Musa Üzer’in Furkan Vakfı ve Alparslan Kuytul davası ve yaşanılan süreç ile ilgili kendisine sorulan sorulara verdiği cevaplar şöyle;
1. Ülkemizde son 2-3 yıldır yaşanan süreçten birçok kesim rahatsız bulunmakta… Özellikle İslami faaliyetler engellendiği için vakıf ve derneklere gönül veren,bağlı olan kişiler baskı görmeye devam ediyor. Belki sizler de bu süreçten etkilenenler arasındasınızdır…Sürecin bu hale gelmesini İslami camia adına nasıl değerlendiriyorsunuz?
-Türkiye 15 yıllık AK Parti iktidarı döneminde özgürlüklerin genişlemesi, askeri vesayetin geriletilmesi açısından önemli mesafeler kat etti. Bu bağlamda İslami camianın karşılaştığı baskılar ve inançlarını yaşamaları noktasında geçmişte var olan birçok engel ortadan kaldırıldı. Bu gelişmeleri yok sayamayız, basit de göremeyiz. Ama aynı iktidar süreci ne yazık ki 17/25 Aralık süreciyle birlikte adeta türbülansa girdi ve bilhassa da 15 Temmuz darbe girişiminden sonra önemli savrulmalar gösterdi. Karşılaşılan tehdit ve darbe tehlikesinin ağırlığına rağmen Cumhurbaşkanı Erdoğan ve AK Parti yönetimi süreci daha sakin, tutarlı ve makul adımlarla yönetme yerine beka krizine girmiş bir psikolojiyle topyekun hücum, topyekun savunma, topyekun inkar, topyekun imha taktik-stratejisiyle hareket ederek, neredeyse karşısına çıktığını düşündüğü her unsuru da düşman kategorisinde değerlendirdi. Ve maalesef bunu yapan kadrolar olağanüstü devlet gücü ve imkanına sahip oldukları için Türkiye siyasal tarihinin ağır faturalı dönemlerinden birine şahit olundu.

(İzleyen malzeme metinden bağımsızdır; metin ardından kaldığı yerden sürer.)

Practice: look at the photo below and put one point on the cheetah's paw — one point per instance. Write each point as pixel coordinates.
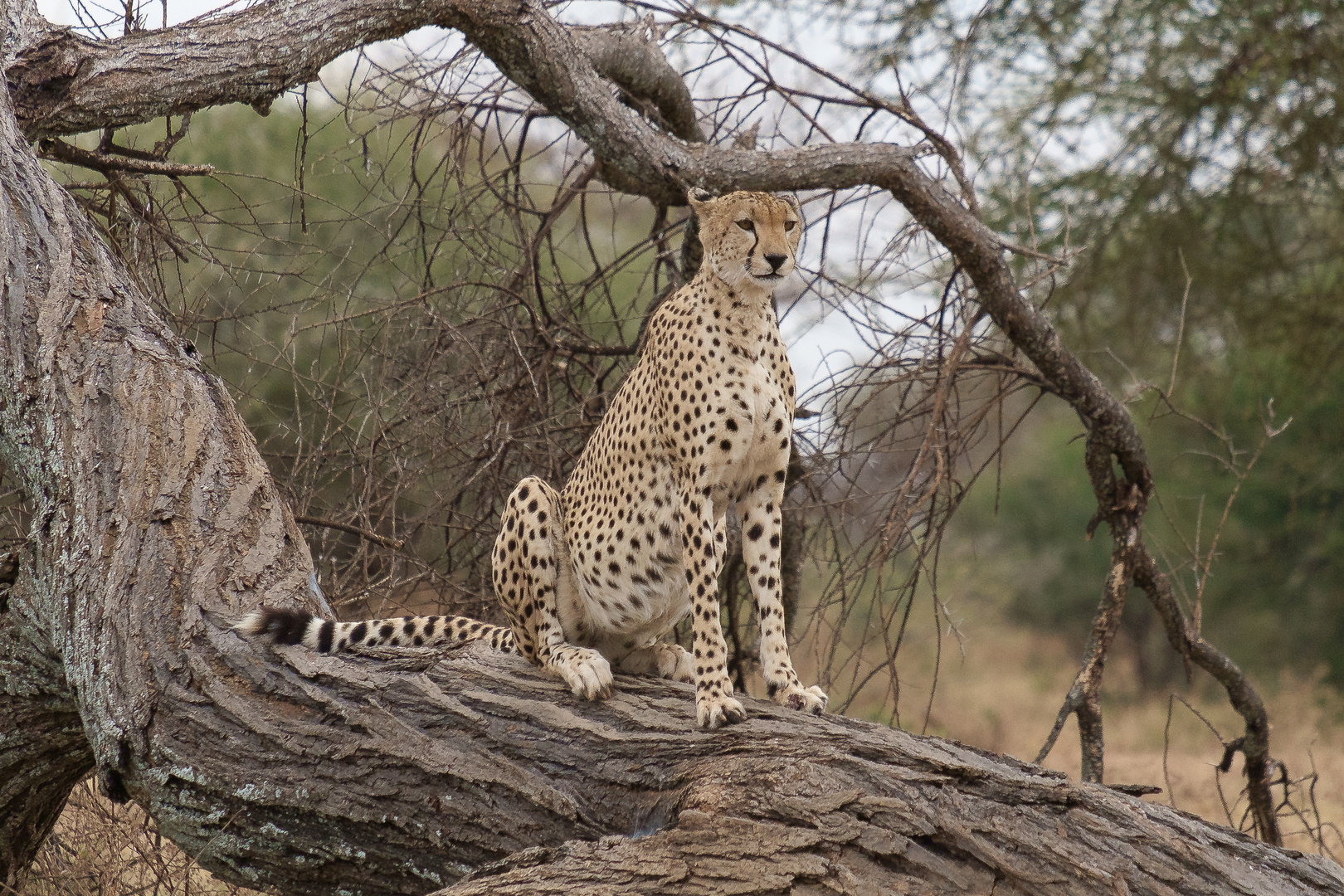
(715, 712)
(585, 670)
(675, 663)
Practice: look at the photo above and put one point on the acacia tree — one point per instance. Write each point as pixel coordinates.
(155, 523)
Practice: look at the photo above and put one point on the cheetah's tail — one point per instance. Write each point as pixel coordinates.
(327, 635)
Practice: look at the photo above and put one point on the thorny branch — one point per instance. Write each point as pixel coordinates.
(647, 140)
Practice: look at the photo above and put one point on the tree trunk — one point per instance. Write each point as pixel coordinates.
(156, 525)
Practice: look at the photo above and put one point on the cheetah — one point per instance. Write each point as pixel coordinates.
(594, 575)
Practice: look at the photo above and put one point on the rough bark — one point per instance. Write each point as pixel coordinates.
(156, 524)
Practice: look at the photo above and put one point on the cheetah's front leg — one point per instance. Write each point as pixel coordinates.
(527, 570)
(700, 557)
(762, 524)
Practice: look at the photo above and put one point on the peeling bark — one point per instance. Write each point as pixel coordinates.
(156, 524)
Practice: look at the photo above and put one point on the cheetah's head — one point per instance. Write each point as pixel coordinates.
(749, 236)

2. Furkan Vakfı bu süreci en ağır şekilde atlatan vakıflardan biri oldu maalesef… Bu süreç öncesinde de Furkan Vakfı’nı ve faaliyetlerini biliyor muydunuz?
-Daha önce Furkan Vakfı’nın faaliyetleri hakkında bilgi sahibiydik ama doğrudan herhangi bir diyalog içinde değildik. İslami camia içerisinde yer alan çevrelerden biri olarak tanıyorduk.
3. Bildiğiniz üzere, geçtiğimiz Ocak ayında Alparslan Kuytul’un evi Terörle mücadele ekiplerince şafak baskını ile basıldı. Kendisiyle eş zamanlı olarak 24 kişi ve vakıf da baskına uğradı. Vakıfta ve evlerde yapılan aramalarda hiç bir suç unsuru bulunamamasına rağmen terör suçlaması ile Alparslan Kuytul ve dört talebesi tutuklandı. Hemen akabinde Vakfa Kayyum atandı ve çıkan bir KHK ile 13 Furkan Derneği kapatıldı. Furkan Vakfında yaşanan süreci yani; Vakfın kurucusu Alparslan Kuytul’un gözaltına alınması, derneklerin kapatılması ve faaliyetten men edilmesi kararlarını nasıl değerlendiriyorsunuz?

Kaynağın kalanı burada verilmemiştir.